Stuck on images /folders --> ImageDataBunch object

hey everyone! i have used this https://github.com/hardikvasa/google-images-download application to download 1000 images / 20 folders of 50 images each.
in keeping with cricket/baseball theme- :slight_smile:

shell command:
$ googleimagesdownload --keywords “cricket stadiums” -sk ‘melbourne, dharamshale, lucknow ,hyderabad, rajkot,visakhapatnam, dehradun, chennai, nagpur,guwahati, wankhede, chandigarh,bahria town, islamabad barsapara, sylhet international, karachi, ekana, raipur, pallekele, ipl’ -l 50

locations where headings in google-images as city or regional tags.- i think!

i have the photos on google drive linked to colab … just have not been able to progress from there.

the folder names would be my ‘annotations’ (20ea)
and each folders contents would be my ‘images’ (50ea)

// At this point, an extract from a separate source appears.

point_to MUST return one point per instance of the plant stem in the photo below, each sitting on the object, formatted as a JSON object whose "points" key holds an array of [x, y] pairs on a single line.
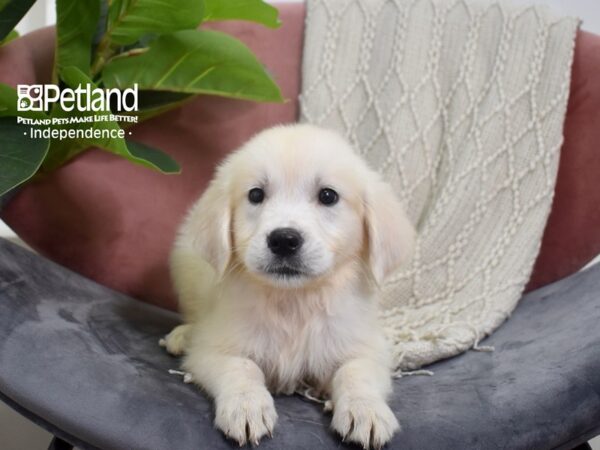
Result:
{"points": [[101, 55]]}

data= looping thru the folders and create an array/object of 1000 images marked with its specific geographic tag.

not very strong with python… i am probably well over my head in taking this course but its very interesting.
in fact i am retired. but love to ‘piddle’ with programming :slight_smile:

Since you have arranged your data in folders can you not use the ImageDataBunch.from_folder method in a similar way to that used in lesson2_download.ipynb ?

Hi @douglas ,

It seems you are running into the same problem I have struggled with a couple days ago. My project was less ambitious, as I was working with only 2 categories instead of 20.
If you follow the link below, you will find the steps in went through to successfully load the images. In addition, I was also working in Colab, so hopefully, this will help.

thanks for the advice @raimanu-ds . with new data / i have gotten up to where i call the <ImageDataBunch.from_folder>
here is current link to notebook:

https://colab.research.google.com/drive/1Pzza_0GMokWsBMq5IVLZDc_p6WkiO6n-

tia -for the hand holding :slight_smile:

Hi :slight_smile: :

I have my data in the same format you had. How did you arrange the data into train and valid folder? Is there a method or function in fastai that can do that? Did you do it by hand?

Thanks!!!

Hey @nanote :wave:t3:

I manually arranged my data into train and valid folders, as I don’t know if such methods or functions are already implemented in Fastai. Maybe @jeremy or @sgugger could tell us :angel:t3:

Nevertheless I will try to write a Python script (to practice writing code :laughing:) as I have already started compiling more data for my project and it will be tedious once I start adding more categories.

@douglas, I have sent you a request to be able to access your Colab nb.

Thanks @raimanu-ds!

Please @jeremy or @sgugger let us know. Otherwise I’ll create a script.

I also requested access to you nb @douglas :slight_smile:

@nanote I think these ‘from_’ functions have an argument called valid_pct to create a validation set from the train folder.

In general, you should use the data block API if you want more flexibility to assemble your data. The factory methods of ImageDataBunch are great when you begin, but they won’t fit with all the situations you can be in.

Thanks for the advice. Now that you mentioned the data block API, I remember seeing tweets about this; and more specifically tweets mentioning this article which explains it works.